A sobering look into a not too distant future where jobs no longer exist for humans because of automation. It’s not a far fetched hi tech future that may or may not arrive. Many of these technologies already exist and are simply being refined.
For example, jobs in transportation industry are particularly vulnerable to becoming obsolete, as automated cars are already in use by companies like Google and Uber.
The effects of the autonomous car movement will be staggering. PricewaterhouseCoopers predicts that the number of vehicles on the road will be reduced by 99%, estimating that the fleet will fall from 245 million to just 2.4 million vehicles.
Disruptive innovation does not take kindly to entrenched competitors – like Blockbuster, Barnes and Noble, Polaroid, and dozens more like them, it is unlikely that major automakers like General Motors, Ford, and Toyota will survive the leap.
But it’s much, much more than just automated cars. No one is immune from losing their jobs, not even programmers, many of whose jobs can also be replaced by computer algorithms.
Doctors, lawyers, even artists will go the way of the dodo bird.

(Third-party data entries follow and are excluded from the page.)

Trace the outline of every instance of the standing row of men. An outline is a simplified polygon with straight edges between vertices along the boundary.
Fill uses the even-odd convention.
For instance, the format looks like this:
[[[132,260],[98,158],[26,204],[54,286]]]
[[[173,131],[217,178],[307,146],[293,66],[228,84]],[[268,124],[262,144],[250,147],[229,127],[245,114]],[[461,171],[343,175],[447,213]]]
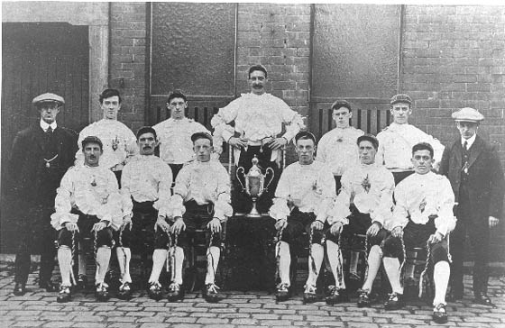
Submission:
[[[68,129],[57,127],[56,125],[55,117],[60,111],[60,107],[64,104],[63,98],[56,95],[45,94],[33,99],[33,104],[39,108],[41,114],[40,126],[21,132],[14,140],[13,150],[12,168],[14,170],[12,177],[16,179],[13,186],[20,192],[19,195],[22,199],[30,201],[33,205],[33,206],[30,207],[37,209],[37,211],[40,212],[28,215],[28,217],[35,218],[32,221],[23,221],[26,223],[29,222],[29,223],[23,224],[22,227],[22,231],[25,233],[24,235],[40,235],[40,233],[32,233],[33,231],[46,231],[46,236],[50,235],[50,228],[48,229],[49,224],[47,218],[53,208],[51,199],[55,199],[56,187],[67,169],[73,163],[73,156],[70,154],[77,154],[76,158],[78,161],[76,165],[81,167],[84,162],[85,167],[93,167],[93,161],[96,159],[96,157],[100,157],[100,155],[96,154],[96,151],[99,150],[98,152],[100,153],[103,151],[104,154],[99,160],[100,167],[110,169],[115,174],[117,180],[124,185],[123,189],[129,191],[130,194],[127,197],[130,197],[133,201],[131,205],[132,213],[128,213],[129,211],[126,210],[124,215],[117,219],[117,225],[122,228],[118,228],[121,233],[115,238],[121,244],[121,247],[117,248],[117,256],[118,260],[120,260],[120,269],[122,269],[122,287],[120,287],[120,291],[124,291],[127,295],[130,288],[129,284],[131,283],[131,278],[129,277],[127,266],[123,264],[128,262],[131,253],[127,251],[128,247],[124,245],[127,245],[129,242],[128,229],[131,229],[132,226],[142,226],[142,223],[135,224],[134,217],[136,210],[143,214],[145,214],[146,211],[148,213],[151,213],[150,211],[157,212],[157,216],[159,218],[156,219],[155,226],[157,228],[159,227],[158,232],[162,231],[166,232],[171,230],[171,232],[177,232],[176,234],[179,234],[179,232],[188,225],[185,220],[183,220],[185,217],[182,214],[184,210],[182,210],[181,204],[187,205],[185,210],[187,213],[192,213],[192,217],[197,217],[198,214],[205,214],[207,213],[206,215],[207,217],[212,214],[208,223],[204,222],[206,224],[208,224],[210,230],[214,232],[219,232],[220,224],[217,224],[217,223],[220,223],[225,216],[231,214],[231,209],[225,205],[225,203],[226,203],[225,199],[226,198],[225,192],[217,193],[216,190],[218,188],[213,189],[212,192],[205,191],[209,183],[204,178],[195,179],[195,177],[198,177],[198,174],[206,176],[206,174],[202,172],[207,170],[212,171],[214,169],[217,169],[217,168],[210,168],[210,165],[205,168],[201,165],[195,166],[193,170],[197,172],[195,173],[196,176],[191,173],[188,177],[185,178],[187,180],[186,188],[181,187],[184,186],[182,178],[181,184],[179,185],[178,185],[176,179],[174,196],[169,200],[162,200],[161,194],[165,194],[163,188],[167,187],[169,177],[171,176],[172,173],[174,177],[177,176],[183,163],[190,159],[188,155],[190,153],[188,150],[191,150],[191,153],[194,150],[197,154],[197,159],[194,163],[207,162],[207,160],[201,159],[207,159],[207,152],[210,156],[213,143],[216,146],[216,152],[219,153],[221,151],[221,144],[223,141],[226,141],[234,147],[235,160],[237,161],[236,164],[243,167],[246,171],[251,167],[251,159],[256,156],[260,159],[260,164],[262,169],[268,167],[272,168],[276,172],[275,177],[280,177],[280,163],[281,160],[280,150],[296,136],[297,152],[299,156],[299,162],[296,163],[298,167],[289,167],[280,177],[278,192],[276,193],[276,198],[273,201],[271,208],[271,195],[270,197],[268,195],[263,197],[263,204],[260,203],[259,205],[260,210],[262,210],[262,212],[266,212],[270,209],[271,216],[278,220],[278,223],[276,224],[277,228],[283,232],[282,238],[278,247],[278,252],[280,258],[280,274],[281,280],[278,295],[280,299],[286,297],[289,294],[289,281],[287,281],[286,271],[282,269],[286,268],[286,254],[289,252],[289,247],[286,245],[289,244],[289,238],[292,239],[294,238],[293,236],[296,236],[300,231],[303,232],[308,220],[313,221],[313,223],[310,223],[310,231],[314,233],[310,235],[312,237],[312,241],[316,241],[314,242],[314,247],[311,246],[311,265],[313,268],[317,268],[322,261],[321,251],[323,250],[323,241],[326,241],[328,252],[330,252],[330,250],[333,250],[331,251],[333,254],[337,254],[339,252],[337,236],[341,233],[350,233],[346,232],[346,230],[349,229],[344,229],[347,225],[353,227],[350,230],[354,232],[357,231],[361,231],[362,232],[366,231],[367,234],[372,238],[372,243],[370,245],[372,247],[369,253],[369,273],[372,273],[375,269],[372,263],[377,263],[377,259],[382,256],[384,256],[384,265],[386,268],[396,268],[396,262],[386,264],[386,259],[389,258],[389,256],[386,256],[384,247],[382,247],[382,251],[378,251],[377,248],[380,244],[387,244],[382,242],[386,239],[383,229],[389,215],[387,214],[386,209],[392,203],[392,198],[388,195],[392,195],[393,188],[391,186],[394,187],[394,185],[398,185],[399,181],[413,174],[414,171],[418,174],[419,172],[418,171],[419,169],[426,170],[427,168],[429,168],[427,174],[429,173],[431,170],[431,163],[433,162],[434,169],[440,167],[439,172],[448,176],[454,194],[456,196],[455,201],[459,204],[457,207],[457,217],[460,221],[454,231],[453,243],[457,242],[463,246],[465,233],[471,232],[471,233],[469,233],[471,235],[471,244],[475,247],[479,254],[482,255],[478,257],[479,261],[476,261],[475,264],[476,267],[481,269],[480,274],[474,274],[474,293],[476,300],[480,303],[490,303],[486,296],[486,266],[487,254],[489,252],[487,247],[489,247],[489,245],[484,245],[482,247],[482,243],[476,242],[476,241],[489,235],[489,227],[496,225],[498,218],[500,216],[503,198],[503,175],[496,152],[482,139],[476,136],[478,124],[483,119],[481,114],[470,108],[464,108],[454,113],[453,117],[457,122],[457,126],[462,135],[462,141],[454,142],[452,148],[444,150],[444,147],[436,140],[411,124],[409,124],[409,116],[412,114],[412,101],[406,95],[397,95],[391,98],[390,113],[393,117],[393,123],[380,132],[377,139],[373,136],[364,136],[363,132],[351,127],[349,125],[349,119],[352,116],[351,104],[345,101],[337,101],[332,106],[334,119],[336,122],[336,128],[323,136],[318,144],[317,155],[317,163],[326,163],[319,168],[317,166],[320,166],[320,164],[313,166],[316,139],[310,133],[298,133],[299,130],[303,127],[303,121],[299,114],[292,111],[282,100],[265,92],[265,84],[267,82],[266,69],[262,66],[252,67],[249,70],[249,82],[252,90],[251,93],[242,95],[241,97],[230,103],[230,105],[225,108],[222,108],[219,113],[213,117],[212,125],[215,128],[214,138],[209,138],[208,134],[205,133],[198,134],[198,132],[207,132],[207,129],[201,124],[194,123],[185,117],[184,111],[187,108],[187,100],[182,94],[175,93],[169,97],[168,106],[170,109],[171,115],[169,120],[155,125],[153,129],[148,128],[149,131],[144,131],[144,133],[137,134],[137,138],[135,138],[126,126],[117,122],[117,112],[121,105],[119,93],[112,89],[106,90],[100,96],[101,106],[104,111],[104,119],[84,129],[80,133],[78,143],[76,141],[75,133]],[[285,133],[280,135],[282,124],[285,124],[286,129]],[[140,132],[139,132],[139,133]],[[184,136],[181,136],[181,134]],[[193,138],[189,137],[191,135],[200,135],[202,137],[192,140]],[[94,141],[87,140],[86,138],[88,136],[98,138]],[[135,140],[137,141],[138,146],[135,144]],[[467,141],[466,144],[464,141]],[[147,155],[146,151],[151,152],[152,150],[153,153],[153,149],[157,141],[161,143],[160,152],[164,162],[158,159],[151,159],[152,158],[149,158],[150,159],[145,159],[144,161],[135,159],[132,161],[131,166],[132,168],[135,168],[135,169],[132,169],[133,173],[129,173],[124,181],[123,178],[121,178],[121,173],[128,172],[128,169],[124,170],[124,165],[128,161],[127,159],[134,158],[133,155],[137,153],[139,147],[141,154],[139,159],[142,159],[142,155]],[[199,143],[201,142],[204,142],[205,145],[200,145]],[[412,147],[419,142],[427,142],[429,147],[422,146],[421,149],[413,151]],[[81,147],[81,150],[76,150],[78,145]],[[86,147],[91,149],[87,150],[85,149]],[[27,150],[30,150],[30,151],[27,151]],[[208,151],[208,150],[211,150]],[[418,159],[416,159],[416,156],[418,156],[416,155],[417,152],[421,152],[421,154],[418,154],[420,156]],[[427,152],[428,154],[427,154]],[[443,152],[444,157],[442,156]],[[34,156],[36,160],[29,159],[29,155]],[[145,157],[147,158],[148,156]],[[198,160],[198,159],[200,160]],[[82,161],[79,162],[78,160],[81,159]],[[167,173],[167,168],[161,165],[161,163],[164,164],[165,162],[171,168],[170,175]],[[367,171],[367,169],[372,167],[366,167],[365,165],[373,164],[374,162],[378,164],[374,166],[380,168],[382,171]],[[210,163],[214,162],[210,161]],[[217,165],[219,164],[217,163]],[[192,164],[188,165],[188,168],[191,166]],[[126,166],[126,168],[128,166]],[[152,171],[150,171],[151,168],[154,167],[160,168],[160,170],[153,169]],[[328,169],[323,169],[323,167],[327,167]],[[146,170],[146,168],[150,168],[150,169]],[[223,169],[222,166],[220,166],[220,168]],[[74,169],[74,170],[75,169]],[[217,169],[217,171],[221,169]],[[149,178],[145,178],[145,171],[150,171],[149,175],[151,175],[151,177]],[[350,173],[345,177],[344,175],[347,171]],[[365,171],[366,175],[363,176],[363,172]],[[71,171],[69,172],[69,174],[70,174]],[[391,179],[389,178],[390,175],[385,172],[392,173],[394,184],[391,184]],[[492,172],[493,175],[490,175],[490,172]],[[158,174],[158,179],[154,178],[153,175],[156,174]],[[354,175],[353,176],[352,174]],[[332,175],[335,178],[335,187],[333,185],[330,186],[334,179],[330,178],[328,180],[327,178],[327,177],[331,177]],[[425,176],[425,174],[420,175]],[[218,177],[219,174],[216,176]],[[360,178],[360,176],[362,177]],[[377,180],[373,178],[373,183],[372,183],[371,179],[372,179],[372,178],[371,177],[375,176],[378,177]],[[88,185],[91,187],[86,185],[86,183],[82,183],[82,186],[96,189],[96,187],[100,185],[97,181],[101,181],[101,179],[97,178],[98,176],[95,174],[91,174],[90,177],[92,178],[90,178]],[[185,175],[181,177],[185,177]],[[430,177],[430,175],[426,177]],[[363,178],[366,178],[366,179]],[[440,177],[436,176],[436,178],[439,178]],[[151,180],[151,184],[149,180]],[[164,185],[162,187],[161,187],[161,180],[163,180]],[[170,184],[171,185],[171,178],[170,180]],[[33,186],[32,186],[33,182],[35,182],[36,188],[33,188]],[[158,194],[152,192],[152,187],[155,185],[155,182],[158,183]],[[298,185],[298,182],[300,187],[297,187],[296,186]],[[275,184],[276,182],[274,181],[274,185]],[[212,183],[210,185],[212,185]],[[427,184],[426,181],[421,183],[423,187],[429,184]],[[128,189],[131,187],[128,186],[136,187],[142,186],[142,190],[139,189],[135,191]],[[180,187],[180,189],[178,189],[178,186]],[[304,191],[308,186],[310,187],[308,189],[310,190],[308,194]],[[354,190],[355,186],[361,186],[363,190],[359,189],[359,191],[356,192],[356,190]],[[381,187],[380,189],[375,189],[377,186]],[[150,187],[152,190],[150,190]],[[63,187],[63,184],[61,187]],[[190,189],[190,187],[195,187],[195,189]],[[35,191],[35,189],[37,191]],[[96,206],[98,206],[100,203],[99,199],[102,199],[103,203],[103,199],[105,198],[100,198],[100,192],[105,192],[104,190],[106,188],[98,189],[100,190],[97,194],[93,196],[95,198],[93,202],[97,202],[96,204]],[[412,190],[414,189],[413,187]],[[381,192],[373,190],[381,190]],[[341,191],[337,198],[337,205],[330,205],[329,204],[332,202],[328,199],[331,199],[334,196],[335,196],[337,191]],[[310,193],[314,195],[310,196]],[[70,213],[70,214],[78,216],[86,214],[95,216],[95,219],[99,218],[99,211],[96,208],[90,210],[91,212],[89,213],[85,214],[86,211],[83,212],[83,208],[93,207],[91,205],[87,207],[86,205],[89,204],[88,202],[91,202],[93,197],[87,193],[84,194],[86,195],[79,197],[78,201],[77,198],[71,198],[75,197],[74,194],[70,193],[70,196],[68,196],[70,197],[70,207],[75,207],[74,209],[78,209],[78,211],[81,212],[80,214]],[[124,204],[128,203],[127,197],[124,196],[124,195],[128,194],[126,192],[123,194],[122,205],[124,208],[125,206]],[[225,197],[221,199],[222,206],[217,205],[220,195],[222,195],[222,197]],[[322,198],[326,200],[320,205],[317,205],[317,204],[319,203],[311,201],[313,198],[320,198],[321,195],[324,195]],[[374,196],[371,197],[370,195]],[[421,193],[421,195],[424,194]],[[104,195],[101,196],[103,196]],[[429,224],[430,226],[434,224],[438,231],[440,222],[449,219],[445,218],[445,216],[444,216],[443,219],[429,217],[429,215],[436,214],[436,213],[431,213],[433,212],[431,211],[433,208],[436,210],[435,212],[441,210],[440,206],[432,206],[433,208],[429,206],[426,207],[428,203],[427,203],[427,200],[426,200],[424,196],[429,198],[432,196],[433,195],[428,196],[424,195],[423,197],[421,197],[422,199],[418,211],[421,214],[418,215],[418,214],[414,214],[412,209],[409,209],[409,206],[412,204],[405,205],[405,208],[407,208],[406,213],[408,214],[405,218],[408,222],[403,222],[400,226],[405,226],[407,228],[409,226],[409,223],[412,223],[412,224]],[[62,197],[63,196],[60,196],[60,198]],[[407,196],[409,201],[411,201],[411,197],[412,195],[409,194]],[[179,198],[182,199],[182,202]],[[57,200],[58,199],[57,197]],[[114,197],[111,198],[112,203],[110,206],[102,207],[112,207],[112,204],[114,203],[113,199]],[[177,202],[174,199],[177,199]],[[395,199],[397,202],[395,210],[396,208],[401,208],[398,206],[399,198],[396,196]],[[68,200],[69,199],[66,199],[66,201]],[[80,206],[75,206],[76,204],[81,201],[83,203]],[[175,205],[174,202],[177,203],[177,205]],[[447,201],[446,204],[444,204],[446,205],[449,203],[450,201]],[[105,204],[106,203],[103,203],[102,205]],[[214,205],[212,210],[208,205],[209,204]],[[239,196],[234,196],[234,209],[235,212],[247,211],[247,208],[243,207],[244,205],[248,206],[249,204],[250,203],[241,201]],[[65,206],[68,207],[68,205]],[[66,209],[69,209],[67,207]],[[426,212],[425,210],[427,208],[430,209],[431,212]],[[218,210],[221,214],[216,214],[216,213],[219,213]],[[71,208],[69,211],[72,211]],[[176,220],[170,227],[163,223],[163,220],[160,220],[160,216],[167,218],[167,213],[169,212],[180,213],[180,214],[173,217],[173,219]],[[225,213],[226,215],[225,215],[224,213]],[[444,215],[447,214],[446,211],[443,213]],[[57,214],[53,214],[53,219],[56,219],[58,214],[59,212],[57,211]],[[307,215],[306,214],[311,214],[313,216]],[[75,221],[78,216],[71,216],[70,214],[67,214],[65,215],[69,218],[72,217]],[[214,215],[216,217],[213,218]],[[370,219],[367,215],[370,216]],[[112,224],[112,223],[115,221],[113,220],[113,216],[112,214],[103,216],[106,217],[108,220],[99,220],[100,222],[93,225],[92,230],[98,232],[106,229],[106,227],[109,228],[113,226],[114,224]],[[178,219],[179,217],[182,217],[182,220]],[[295,219],[289,219],[291,217]],[[356,217],[357,219],[354,219]],[[475,218],[477,217],[480,219],[476,220]],[[325,221],[326,218],[327,220]],[[426,220],[427,218],[427,221]],[[292,220],[294,220],[294,223],[289,224]],[[78,229],[78,224],[76,226],[76,222],[74,221],[60,221],[60,226],[57,225],[55,227],[57,229],[65,227],[68,232],[72,232]],[[111,222],[111,224],[106,223],[107,221]],[[72,224],[68,224],[68,223]],[[373,224],[372,224],[372,223],[373,223]],[[462,223],[460,224],[460,223]],[[39,228],[37,224],[40,224],[41,228]],[[191,223],[191,225],[194,224]],[[326,225],[329,226],[329,232],[319,233],[322,231],[326,231],[325,227]],[[127,226],[130,228],[126,229]],[[450,228],[450,224],[446,223],[444,225],[444,228],[438,232],[439,233],[437,232],[438,234],[433,233],[433,232],[428,229],[427,231],[430,231],[430,235],[433,233],[434,236],[429,237],[430,240],[437,243],[442,242],[442,240],[451,230],[447,226]],[[393,228],[395,227],[393,226],[390,229],[392,230],[390,232],[391,236],[394,238],[401,237],[402,233],[399,231],[400,229],[399,228],[395,231]],[[474,233],[475,232],[477,232],[477,233]],[[63,238],[63,236],[60,236],[60,250],[61,246],[69,246],[64,242],[65,239],[66,241],[68,241],[68,233],[64,234],[66,234],[67,237]],[[477,237],[474,237],[475,234]],[[130,235],[134,238],[137,234],[130,233]],[[418,235],[419,234],[418,233]],[[96,235],[96,240],[98,240],[97,237]],[[170,236],[158,236],[157,238],[158,239],[155,239],[156,241],[161,241],[163,238],[170,238]],[[373,239],[377,239],[377,241]],[[22,240],[28,241],[32,239],[26,238]],[[43,237],[43,240],[48,241],[51,241],[52,238]],[[178,241],[178,242],[183,242],[182,240],[183,238]],[[98,245],[98,243],[96,245],[100,246],[99,249],[112,242],[105,237],[100,241],[100,245]],[[216,249],[218,249],[216,245],[218,245],[219,241],[214,240],[211,241],[207,257],[216,260],[218,258],[218,251]],[[46,243],[49,245],[50,242]],[[167,242],[165,241],[160,241],[160,243],[161,245],[164,244],[166,248]],[[48,290],[51,290],[54,288],[50,282],[54,251],[51,246],[48,245],[42,249],[43,254],[40,285]],[[161,248],[157,249],[157,251],[155,251],[155,254],[153,254],[153,259],[160,259],[159,261],[154,260],[154,267],[158,266],[156,269],[154,269],[153,267],[152,272],[154,276],[156,276],[156,272],[161,270],[164,262],[161,260],[161,258],[163,256],[166,257],[166,254],[168,254],[168,251],[163,249],[161,245]],[[18,295],[24,293],[24,285],[26,283],[30,266],[30,245],[28,241],[23,241],[22,246],[16,257],[16,286],[14,293]],[[112,244],[110,246],[112,246]],[[458,266],[462,265],[463,247],[456,247],[456,249],[457,251],[454,254],[454,268],[459,268]],[[107,256],[110,257],[110,255],[106,254],[106,251],[99,252],[98,250],[96,250],[97,262],[99,262],[99,257],[102,259],[102,255],[105,260],[107,259]],[[175,247],[171,251],[170,257],[174,259],[174,262],[176,264],[182,263],[181,259],[183,258],[181,258],[181,256],[183,257],[184,255],[180,247]],[[67,254],[61,255],[61,259],[64,260],[63,262],[65,262],[65,260],[68,262],[69,259],[68,251],[59,251],[59,259],[60,258],[60,252]],[[98,256],[99,253],[100,256]],[[108,253],[110,253],[110,251]],[[389,252],[389,254],[392,253],[394,253],[392,251]],[[355,257],[353,258],[353,256],[354,255],[352,255],[351,258],[352,269],[354,268],[353,263],[357,261]],[[334,261],[332,264],[332,270],[334,268],[337,270],[338,263],[335,263],[335,261],[341,262],[340,255],[332,256],[331,260]],[[436,260],[434,260],[434,262],[438,263],[440,260],[444,261],[443,257],[436,258]],[[161,267],[159,265],[160,262],[161,263]],[[380,260],[378,263],[380,265]],[[79,268],[80,267],[81,265],[79,264]],[[180,275],[177,270],[178,265],[175,265],[175,268],[176,269],[173,270],[175,272],[175,277],[173,277],[172,284],[169,289],[171,295],[175,296],[177,298],[179,297],[181,294],[181,280]],[[444,273],[447,272],[445,266],[441,268],[443,269],[439,270],[442,270]],[[99,285],[97,286],[97,295],[100,295],[98,289],[101,288],[103,291],[104,283],[102,280],[102,271],[98,271],[96,280]],[[310,281],[308,281],[308,289],[306,290],[308,299],[311,299],[312,295],[315,294],[313,290],[315,286],[314,278],[315,277],[317,278],[317,271],[318,269],[312,269],[311,272],[313,272],[313,274],[309,275]],[[394,270],[390,271],[392,272]],[[456,271],[455,274],[454,271]],[[207,273],[207,275],[209,274]],[[334,271],[334,276],[335,276],[335,286],[330,295],[330,302],[335,302],[335,299],[338,298],[339,289],[344,287],[344,286],[342,286],[342,277],[337,277],[336,271]],[[372,275],[369,274],[369,277],[371,276]],[[444,274],[440,274],[439,276],[442,277]],[[453,270],[453,296],[457,298],[463,295],[462,270]],[[206,282],[212,281],[212,274],[207,278],[208,279],[206,278]],[[81,277],[78,277],[78,280],[80,279]],[[156,286],[159,285],[157,279],[157,277],[152,277],[152,275],[150,278],[150,283],[152,283],[150,290],[152,291],[152,295],[158,295],[159,292],[159,288],[156,287]],[[365,286],[363,286],[363,290],[370,289],[367,288],[367,283],[370,284],[370,281],[365,281]],[[106,287],[105,287],[105,288],[106,289]],[[401,293],[399,288],[396,289],[395,292],[395,287],[393,286],[393,294],[397,296],[396,302],[398,302],[398,296]],[[63,295],[63,296],[65,296],[65,295]],[[362,293],[360,299],[363,300],[362,302],[363,304],[366,304],[366,293]],[[441,297],[438,298],[440,299]],[[391,302],[394,304],[394,296]]]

It’s high time people realized that a world where the planet’s resources are divvied up according to the so-called monetary value each individual brings to the table through their contributions will no longer be a viable way for the vast majority of humanity to survive.
Unless people are willing to adopt genocide as public policy or live in abject poverty for the rest of their lives, begging for jobs and tiny morsels of food to survive, we had better start thinking of ways to organize human civilization that is radically different from the monetary paradigm.
Automation is a very scary prospect, but maybe it will finally make people realize that money itself is a lie.